Refer to Cisco Technical Tips Conventions for more information on document conventions.

Reset the WLCM to Default Settings

When the password to login to the WLCM is lost, the only way to get into the WLCM is to reset the WLCM back to default settings. This also means that the entire configuration on the WLCM is reset and has to be configured from scratch.
Complete these steps in order to reset the WLCM to factory default settings:
1.      Go to the CLI on the ISR and enter this command:
2811ISR#service-module wlan-controller slot/port reset
This command performs a hardware reset on the WLCM. When this command is issued, the user is prompted to confirm the reset. When the user presses Enter, the reset begins.
This output shows an example:
2811ISR#service-module wlan-controller 2/0 reset
Use reset only to recover from shutdown or failed state
Warning: May lose data on the hard disc!
Do you want to reset?[confirm]
Trying to reset Service Module wlan-controller2/0.

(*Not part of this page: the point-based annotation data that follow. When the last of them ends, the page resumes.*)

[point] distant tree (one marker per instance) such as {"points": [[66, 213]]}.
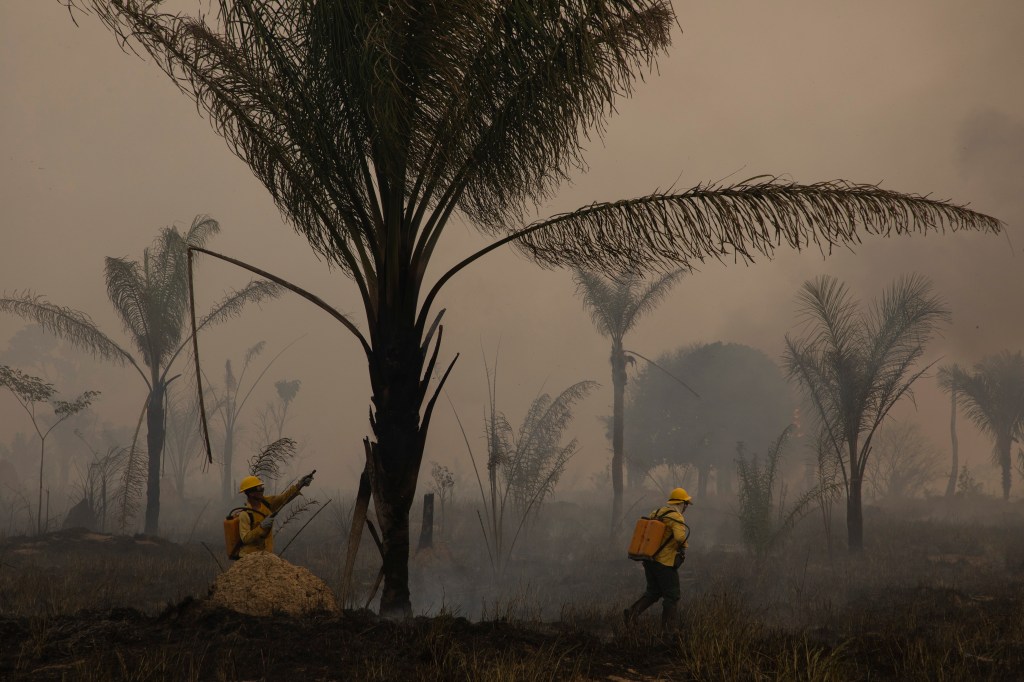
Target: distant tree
{"points": [[30, 392], [615, 305], [152, 298], [183, 444], [274, 414], [523, 466], [855, 366], [443, 484], [765, 516], [948, 384], [228, 403], [373, 124], [902, 462], [992, 397], [741, 396]]}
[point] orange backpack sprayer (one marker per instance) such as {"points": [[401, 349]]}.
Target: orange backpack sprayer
{"points": [[649, 537], [232, 531], [232, 534]]}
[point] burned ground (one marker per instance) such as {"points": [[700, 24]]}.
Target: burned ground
{"points": [[929, 599]]}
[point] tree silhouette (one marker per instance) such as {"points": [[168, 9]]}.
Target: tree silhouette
{"points": [[992, 397], [373, 122], [31, 391], [615, 305], [948, 384], [740, 396], [855, 366], [152, 298]]}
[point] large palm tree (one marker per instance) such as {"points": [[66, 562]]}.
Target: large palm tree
{"points": [[947, 382], [615, 305], [372, 122], [855, 366], [152, 298], [992, 397]]}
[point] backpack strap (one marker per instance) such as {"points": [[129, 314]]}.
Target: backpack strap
{"points": [[665, 544], [241, 510]]}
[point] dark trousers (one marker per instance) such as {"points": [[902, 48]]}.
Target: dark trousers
{"points": [[663, 582]]}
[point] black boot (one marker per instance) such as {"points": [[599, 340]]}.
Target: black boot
{"points": [[638, 607], [670, 616]]}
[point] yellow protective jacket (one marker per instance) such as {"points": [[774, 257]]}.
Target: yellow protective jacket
{"points": [[255, 539], [676, 533]]}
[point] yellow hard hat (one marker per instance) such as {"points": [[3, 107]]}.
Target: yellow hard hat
{"points": [[248, 482], [680, 495]]}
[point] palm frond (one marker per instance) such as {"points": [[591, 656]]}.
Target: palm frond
{"points": [[202, 228], [737, 222], [652, 293], [598, 294], [127, 289], [129, 494], [229, 306], [268, 462], [72, 326]]}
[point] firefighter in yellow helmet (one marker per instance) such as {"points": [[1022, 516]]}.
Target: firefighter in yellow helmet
{"points": [[256, 524], [663, 572]]}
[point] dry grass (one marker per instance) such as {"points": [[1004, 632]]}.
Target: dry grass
{"points": [[934, 596]]}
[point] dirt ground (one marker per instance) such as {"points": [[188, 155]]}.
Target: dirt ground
{"points": [[958, 622]]}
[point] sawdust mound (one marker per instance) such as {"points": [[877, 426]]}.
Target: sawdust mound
{"points": [[263, 584]]}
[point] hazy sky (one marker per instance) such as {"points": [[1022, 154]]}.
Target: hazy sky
{"points": [[99, 151]]}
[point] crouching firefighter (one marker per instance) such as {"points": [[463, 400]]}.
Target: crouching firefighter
{"points": [[663, 570], [256, 522]]}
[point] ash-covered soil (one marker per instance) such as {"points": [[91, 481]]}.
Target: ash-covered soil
{"points": [[965, 619], [194, 640]]}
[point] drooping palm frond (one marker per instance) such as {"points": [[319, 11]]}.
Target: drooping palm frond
{"points": [[652, 292], [480, 104], [854, 366], [256, 291], [616, 303], [992, 394], [737, 222], [202, 228], [599, 297], [128, 497], [127, 290], [72, 326], [268, 462]]}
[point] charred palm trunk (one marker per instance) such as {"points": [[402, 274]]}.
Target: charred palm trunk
{"points": [[155, 445], [617, 429], [854, 516], [395, 367], [854, 508], [954, 445], [226, 489], [1004, 444]]}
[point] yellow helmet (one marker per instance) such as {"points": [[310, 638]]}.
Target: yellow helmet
{"points": [[678, 496], [248, 482]]}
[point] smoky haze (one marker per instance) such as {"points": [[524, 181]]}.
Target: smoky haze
{"points": [[100, 151]]}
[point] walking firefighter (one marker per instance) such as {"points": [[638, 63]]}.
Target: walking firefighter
{"points": [[659, 542]]}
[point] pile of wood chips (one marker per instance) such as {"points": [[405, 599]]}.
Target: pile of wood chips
{"points": [[263, 584]]}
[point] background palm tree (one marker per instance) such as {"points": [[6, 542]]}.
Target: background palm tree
{"points": [[152, 298], [947, 382], [615, 305], [373, 122], [992, 397], [855, 366]]}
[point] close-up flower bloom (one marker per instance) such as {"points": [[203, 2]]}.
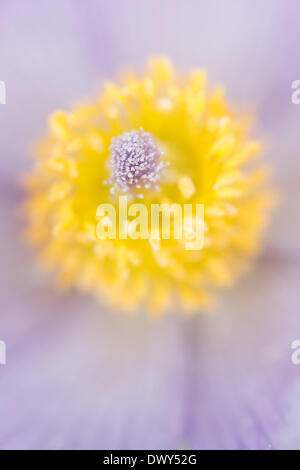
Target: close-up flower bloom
{"points": [[209, 158], [158, 342]]}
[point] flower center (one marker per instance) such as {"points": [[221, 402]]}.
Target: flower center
{"points": [[135, 161]]}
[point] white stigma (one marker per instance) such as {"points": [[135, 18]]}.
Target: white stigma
{"points": [[135, 161]]}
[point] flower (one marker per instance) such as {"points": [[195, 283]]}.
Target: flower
{"points": [[123, 142], [78, 377]]}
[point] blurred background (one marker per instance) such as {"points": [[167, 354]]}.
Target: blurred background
{"points": [[78, 376]]}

[Resuming connection 1 to 192.168.11.1 ... ]
2.      When the reset begins, the console switches back to the ISR CLI. Press Enter in order to switch back to the WLCM CLI.
Note: The console switches back to the controller only if there is an open session that was previously established on the controller. If there is no open session on the controller, use the service-module wlan-controller 2/0 session command in order to open a new session on the controller.
When you session into the controller, the router might prompt you for a username and password to connect to the serial line if there is a default login authentication configured. This is the username and password for the router and not the controller. It does not give you the controller's User prompt until you press <cr> after you have entered the correct password. The Username prompt is for the router VTY and the User prompt is for sessioning into the controller. The first login is for the router, then <cr>, and the second login is for the controller.
Router#service-module wlan-controller 1/0 session
 
Username:myusername
Password:*********
<cr>
User:wlcuser
Password:*******
 
(Cisco Controller)>
Note: In order to check if the router is configured for any default login authentication, check if the running configuration has any of the aaa authentication commands, such as aaa new-model or aaa authentication login default. Refer to General AAA Configuration for more information on these commands.
This prevents the recovery of the password as the router prompts for a username/password and breaks the recover-config first prompt (it gets intercepted). Therefore, the user never has the opportunity. A workaround is to disable auth for the line.
Router(config)#aaa authentication login wlc none
Router(config)#line 66
 
!--- Line 66 is meant for the controller module of the router and 
!--- might change based on the hardware/chassis used on the router.
 
Router(config-if)#login authentication wlc
The boot process on the WLCM starts.
During the boot process on the WLCM, the user has to break into the boot loader by pressing Esc in order to see the additional options.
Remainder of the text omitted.